On January 14, 2025, the Federal Trade Commission (FTC) unanimously agreed to publish its second interim staff report on pharmacy benefit managers (PBMs) and their role in the US healthcare landscape (the Second Interim Report or the Report). This Report comes approximately six months after the 71-page first interim staff report (the First Report), and two years after the FTC initiated its initial study into the six largest PBMs in the US and their impact on the accessibility and affordability of prescription drugs.
As explained in the First Report titled Pharmacy Benefit Managers: The Powerful Middlemen Inflating Drug Costs and Squeezing Main Street Pharmacies, PBMs are intermediaries that manage prescription drug transactions for plan sponsors (e.g., insurers and employers) and negotiate discounts with drug manufacturers on behalf of those customers. The FTC observes that PBMs have gained control over multiple levels of the prescription drug supply chain to the detriment of independent pharmacies and ultimately patients.

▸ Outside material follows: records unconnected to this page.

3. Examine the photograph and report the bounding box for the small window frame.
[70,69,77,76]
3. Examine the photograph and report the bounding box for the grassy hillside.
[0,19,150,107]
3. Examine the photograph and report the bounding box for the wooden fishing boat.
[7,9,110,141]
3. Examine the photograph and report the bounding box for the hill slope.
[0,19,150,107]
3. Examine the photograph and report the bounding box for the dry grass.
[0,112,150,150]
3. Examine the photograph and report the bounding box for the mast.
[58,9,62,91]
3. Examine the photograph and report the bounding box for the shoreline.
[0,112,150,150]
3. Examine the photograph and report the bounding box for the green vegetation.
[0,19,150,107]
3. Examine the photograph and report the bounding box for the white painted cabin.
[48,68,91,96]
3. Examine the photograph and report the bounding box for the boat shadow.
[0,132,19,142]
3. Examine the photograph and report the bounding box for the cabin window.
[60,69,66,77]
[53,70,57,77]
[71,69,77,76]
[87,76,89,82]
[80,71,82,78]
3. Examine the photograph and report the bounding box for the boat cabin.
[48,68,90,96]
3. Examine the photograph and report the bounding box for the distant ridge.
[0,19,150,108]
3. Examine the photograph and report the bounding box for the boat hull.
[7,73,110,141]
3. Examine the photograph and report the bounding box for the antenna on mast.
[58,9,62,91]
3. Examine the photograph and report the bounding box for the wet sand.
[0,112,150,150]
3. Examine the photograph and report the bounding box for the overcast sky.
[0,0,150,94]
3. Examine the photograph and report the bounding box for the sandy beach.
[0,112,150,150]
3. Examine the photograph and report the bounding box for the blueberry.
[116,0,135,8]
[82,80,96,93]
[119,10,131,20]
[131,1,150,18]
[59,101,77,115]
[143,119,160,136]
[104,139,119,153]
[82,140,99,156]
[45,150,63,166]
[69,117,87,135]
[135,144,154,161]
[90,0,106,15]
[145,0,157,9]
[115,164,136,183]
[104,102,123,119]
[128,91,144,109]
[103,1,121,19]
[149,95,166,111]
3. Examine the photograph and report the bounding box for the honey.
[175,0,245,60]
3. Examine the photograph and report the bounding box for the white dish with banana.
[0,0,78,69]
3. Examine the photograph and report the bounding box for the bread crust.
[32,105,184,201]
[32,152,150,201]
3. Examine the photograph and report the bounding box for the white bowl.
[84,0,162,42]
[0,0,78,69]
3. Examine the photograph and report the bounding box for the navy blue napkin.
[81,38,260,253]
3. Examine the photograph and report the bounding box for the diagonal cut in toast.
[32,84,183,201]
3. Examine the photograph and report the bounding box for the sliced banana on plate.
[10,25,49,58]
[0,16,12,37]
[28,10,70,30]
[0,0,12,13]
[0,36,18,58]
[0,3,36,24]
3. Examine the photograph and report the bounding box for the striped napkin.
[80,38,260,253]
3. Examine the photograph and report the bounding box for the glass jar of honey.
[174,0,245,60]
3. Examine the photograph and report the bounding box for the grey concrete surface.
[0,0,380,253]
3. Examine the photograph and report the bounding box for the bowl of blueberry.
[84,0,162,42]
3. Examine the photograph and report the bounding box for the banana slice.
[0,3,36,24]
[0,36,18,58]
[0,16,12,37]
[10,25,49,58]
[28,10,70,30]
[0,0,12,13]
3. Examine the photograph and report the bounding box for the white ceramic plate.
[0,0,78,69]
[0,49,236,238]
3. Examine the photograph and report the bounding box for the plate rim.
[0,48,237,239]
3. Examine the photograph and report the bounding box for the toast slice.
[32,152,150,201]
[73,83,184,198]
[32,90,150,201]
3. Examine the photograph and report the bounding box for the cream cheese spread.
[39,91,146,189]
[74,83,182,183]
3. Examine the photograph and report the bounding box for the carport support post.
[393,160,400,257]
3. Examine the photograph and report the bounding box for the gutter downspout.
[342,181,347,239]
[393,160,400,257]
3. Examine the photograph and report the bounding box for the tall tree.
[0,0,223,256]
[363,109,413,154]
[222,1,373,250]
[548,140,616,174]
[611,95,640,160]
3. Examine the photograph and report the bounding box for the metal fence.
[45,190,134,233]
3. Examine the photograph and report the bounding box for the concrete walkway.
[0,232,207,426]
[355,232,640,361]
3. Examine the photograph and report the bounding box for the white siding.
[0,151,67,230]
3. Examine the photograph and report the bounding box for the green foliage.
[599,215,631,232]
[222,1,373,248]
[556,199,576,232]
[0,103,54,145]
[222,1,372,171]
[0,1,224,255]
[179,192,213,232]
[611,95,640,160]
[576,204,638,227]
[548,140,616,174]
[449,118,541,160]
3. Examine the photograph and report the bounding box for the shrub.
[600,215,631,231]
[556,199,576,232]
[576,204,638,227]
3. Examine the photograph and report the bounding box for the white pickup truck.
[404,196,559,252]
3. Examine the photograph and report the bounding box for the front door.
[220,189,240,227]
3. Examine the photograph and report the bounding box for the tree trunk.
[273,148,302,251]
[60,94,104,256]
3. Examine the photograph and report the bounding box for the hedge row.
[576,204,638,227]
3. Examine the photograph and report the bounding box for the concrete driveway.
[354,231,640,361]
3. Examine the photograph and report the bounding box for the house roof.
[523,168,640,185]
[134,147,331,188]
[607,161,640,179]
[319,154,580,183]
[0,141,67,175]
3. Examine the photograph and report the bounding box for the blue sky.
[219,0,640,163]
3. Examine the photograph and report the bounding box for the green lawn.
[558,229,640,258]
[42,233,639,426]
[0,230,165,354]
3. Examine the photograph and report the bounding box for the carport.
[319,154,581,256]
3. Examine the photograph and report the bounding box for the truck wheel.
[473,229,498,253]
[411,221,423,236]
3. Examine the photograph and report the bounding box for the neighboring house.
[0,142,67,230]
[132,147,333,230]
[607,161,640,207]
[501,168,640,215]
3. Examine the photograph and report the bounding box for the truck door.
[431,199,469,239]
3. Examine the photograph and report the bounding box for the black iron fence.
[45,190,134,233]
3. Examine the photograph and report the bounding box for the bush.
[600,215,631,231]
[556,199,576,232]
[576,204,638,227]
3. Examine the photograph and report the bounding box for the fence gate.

The Second Interim Report, titled Specialty Generic Drugs: A Growing Profit Center for Vertically Integrated Pharmacy Benefit Managers, focuses on PBMs’ influence over the pricing of “specialty generic drugs” indicated for cancer, HIV, multiple sclerosis and other “serious conditions” at affiliated pharmacies. In the 57-page report, the FTC contends that specialty generic drugs have become an outsized and “growing profit center” for the largest PBMs and their affiliated pharmacies due to their pricing practices and vertical integration. Specifically, the Report alleges the largest three PBMs have:
- Imposed significant reimbursement markups for affiliated pharmacies. The largest PBMs allegedly have marked up reimbursement rates for specialty generic drugs by more than 1000% when those products are dispensed through PBM-affiliated pharmacies. The Report cites one example of a specialty generic drug purchased by pharmacies for an average of $27 in 2022, which the largest PBMs priced for reimbursement at $2,709 and paid affiliate pharmacies $2,106. The FTC explains that “higher markups can result in larger internal transfer payments from health plans to affiliated pharmacies, which may allow vertically integrated PBM-pharmacy-insurer entities to retain revenue and profit . . .” and “can influence how such patients are required to pay.”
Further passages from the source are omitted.